Bir dizi koçluk kursuna başladı ve kısa süre sonra beden eğitimi öğretmenliğini bırakarak Vitoria de Setubal, Estrela da Amadora ve Ovarense gibi alt lig takımlarında daha çok fiziksel aktivitelerden sorumlu personel rollerini üstlendi. Robson için tercüman olarak çalışması, futbola doğrudan katılımının azalması anlamına geliyor gibi görünse de aslında bu önemli futbol insanının her gün yanında olarak üst düzey bir futbol anlayışına maruz kalacaktı. Nitekim Robson ondaki inanılmaz çalışkanlığı ve futbol arzusunu gördüğü için uzun süre yanı başında ayırmadı.

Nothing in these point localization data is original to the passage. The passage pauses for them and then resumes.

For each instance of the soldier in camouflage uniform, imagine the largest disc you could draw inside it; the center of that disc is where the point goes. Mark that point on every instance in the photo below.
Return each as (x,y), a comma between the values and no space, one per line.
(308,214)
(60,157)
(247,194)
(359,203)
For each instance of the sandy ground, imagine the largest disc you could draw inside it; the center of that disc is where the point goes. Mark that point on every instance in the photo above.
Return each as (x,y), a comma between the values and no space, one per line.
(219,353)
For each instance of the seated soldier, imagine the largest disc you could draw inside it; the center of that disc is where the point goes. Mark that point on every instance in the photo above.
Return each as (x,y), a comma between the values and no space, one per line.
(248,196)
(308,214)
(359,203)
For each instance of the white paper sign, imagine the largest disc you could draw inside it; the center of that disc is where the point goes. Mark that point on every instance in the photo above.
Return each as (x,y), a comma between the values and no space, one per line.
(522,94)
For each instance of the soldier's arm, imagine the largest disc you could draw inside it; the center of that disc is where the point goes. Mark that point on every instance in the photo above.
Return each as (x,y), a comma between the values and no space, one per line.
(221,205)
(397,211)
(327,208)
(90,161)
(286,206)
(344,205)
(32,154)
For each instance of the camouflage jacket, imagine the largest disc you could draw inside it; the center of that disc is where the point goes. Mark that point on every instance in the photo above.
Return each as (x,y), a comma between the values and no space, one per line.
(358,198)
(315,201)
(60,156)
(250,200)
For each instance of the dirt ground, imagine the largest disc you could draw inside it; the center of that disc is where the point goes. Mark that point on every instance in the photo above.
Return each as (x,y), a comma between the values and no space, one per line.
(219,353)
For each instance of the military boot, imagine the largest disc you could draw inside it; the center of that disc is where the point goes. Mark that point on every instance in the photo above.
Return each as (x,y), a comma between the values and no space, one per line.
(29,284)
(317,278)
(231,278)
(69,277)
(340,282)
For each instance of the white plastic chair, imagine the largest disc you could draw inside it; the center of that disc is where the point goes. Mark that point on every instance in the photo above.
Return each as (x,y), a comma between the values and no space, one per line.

Mourinho'nun Bobby Robson hakkında şu sözleri onun hayatında ne kadar önemli bir yeri olduğunu gösteriyordu.


"Sporting ve Porto'dan sonra beni dünyanın en büyük kulüplerinden biri olan Barcelona'ya götürdü. Karakter olarak çok farklı olsak da ondan iyi bir koç olmanın ne anlama geldiğini öğrendim."

Robson'dan sonra yerine gelen Louis van Gaal döneminde de gazetecilerle olan iyi ilişkileri nedeniyle takımda kalmaya devam etti. Belki de bu kadar zıt görüşte hocalarla çalışması ve içten içten bastıramadığı egosuyla kendi fikirleri adeta yıllar içinde filizlendi.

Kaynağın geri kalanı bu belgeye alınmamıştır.